The postrevolutionary writer had to keep renewing the preconditions for liberty upon which rests the capacity of public opinion to read and express herself. Democratic values cannot by definition be forced. A whole new kind of technique is needed: “You have to arouse [faire naître] desire instead of commanding obedience and even when the government with reason wants particular institutions to be established, it has to treat public opinion carefully enough [menager] to give the impression of according what it [public opinion] desires. Only what is well-written can in the long run direct and modify certain national habits.”20 Instilling one’s désire in the other—the faire désirer of seduction or, using Staël’s maternal metaphor, the faire naître—replaces both teaching and military or police methods of compliance. But already the defects and reversals show up: obligation and necessity return, il faut [you have to] and il doit [it has to]. Then comes hypocrisy, “to give the impression.” How far away is crime? But trust me, implies Staël, because only the best writing of the friends of liberty succeeds in blending so closely with the popular psyche and “national habits.” The whole point of the revolution is to make the new “nation” appear as old, customary, and friendly as “habit.” Literature is on the side of liberty, but it, too, employs invisible strategies similar to the dark intrigue of arbitrary states.

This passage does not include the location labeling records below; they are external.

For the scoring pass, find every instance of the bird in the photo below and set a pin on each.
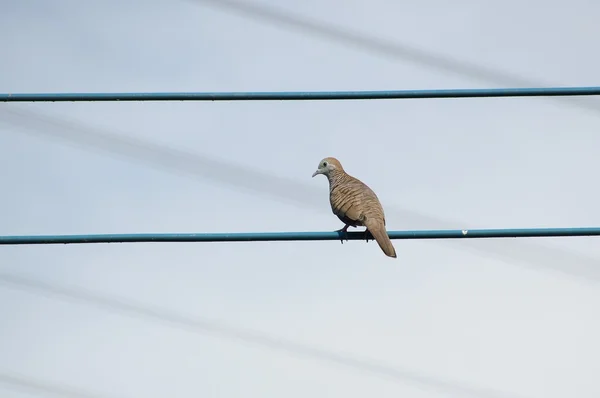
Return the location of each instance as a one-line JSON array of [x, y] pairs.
[[355, 204]]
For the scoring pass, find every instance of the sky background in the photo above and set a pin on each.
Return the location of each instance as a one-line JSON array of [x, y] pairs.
[[472, 318]]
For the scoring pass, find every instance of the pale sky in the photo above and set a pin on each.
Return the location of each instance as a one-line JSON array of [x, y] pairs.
[[471, 318]]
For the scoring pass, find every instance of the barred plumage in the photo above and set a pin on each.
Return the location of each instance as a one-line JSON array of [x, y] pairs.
[[354, 203]]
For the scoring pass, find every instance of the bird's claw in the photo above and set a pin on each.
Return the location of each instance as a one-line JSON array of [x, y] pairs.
[[344, 231]]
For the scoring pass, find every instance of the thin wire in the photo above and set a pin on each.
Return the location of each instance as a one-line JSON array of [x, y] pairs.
[[263, 340], [381, 47], [294, 236], [28, 383], [523, 253], [301, 95]]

Staël’s Considérations participates in the founding of both modern liberal political thought and modern historiography (its touchstone: the French Revolution). She should be there in the historical canon with Thiers and Michelet, and in the canon of political philosophy with Mill, Constant, and Tocqueville. Moreover, the ambiguities of her work do not allow for an easy definition of liberal democratic society, revolution, or historical knowledge.21 If these ambiguities are preserved, readings of Staël could help change the political and historiographical traditions as we now know them.

Just as the French Revolution evolved a hegemony that nonetheless twisted and ignored many essential differences (gender, regions, religion, race), the historiography of the revolution continues the constant process of social and political reorganization, if not repression. The “brothers,”22 from Payne and Burke to Vovelle and Furet, have dominated that history and the modern practice of history in general. The competition still goes on to see who is the real “son” of the revolution (witness the Bicentennial) with more disruptions from the “daughters” and other dissatisfied siblings.

Changing the historiographical canon like the literary canon is, therefore, a political act. But such a program, which calls for all strategies possible (revisions of the canon, analyses of how the canon and canonic writers function and dominate, an overabundance of studies on the same and different noncanonical writers), also demands rethinking as it goes along. How much critical selfconsciousness is possible and even desirable; is it compatible with retaining as much passion in our studies as possible? How do we critics and historians want to set up parallel canons? If canons require hegemony as societies and histories do, that is, some consensus, can the intellectual community radically redefine how the canon or tradition works, what status it holds?

Where Staël is most subversive to me is her form. Her Considérations sur la Revolution franfaise is a book of many books: My Life with Father, The Story of My Life, The History of the Revolution and of Modern France, On England, On Liberty, …. It practices almost every genre imaginable: lyricism, autobiography, satire, travelogue, political philosophy, aphorism, journalism, the study of comparative governments and societies, fiction, with, as ensemble and interruption, history. This diversity pushes the limits of history, even the “omnigenre” of Romantic history, which Madame de Staël inaugurates,23 beyond fiction to one of the most innovative forms of writing available then, and now.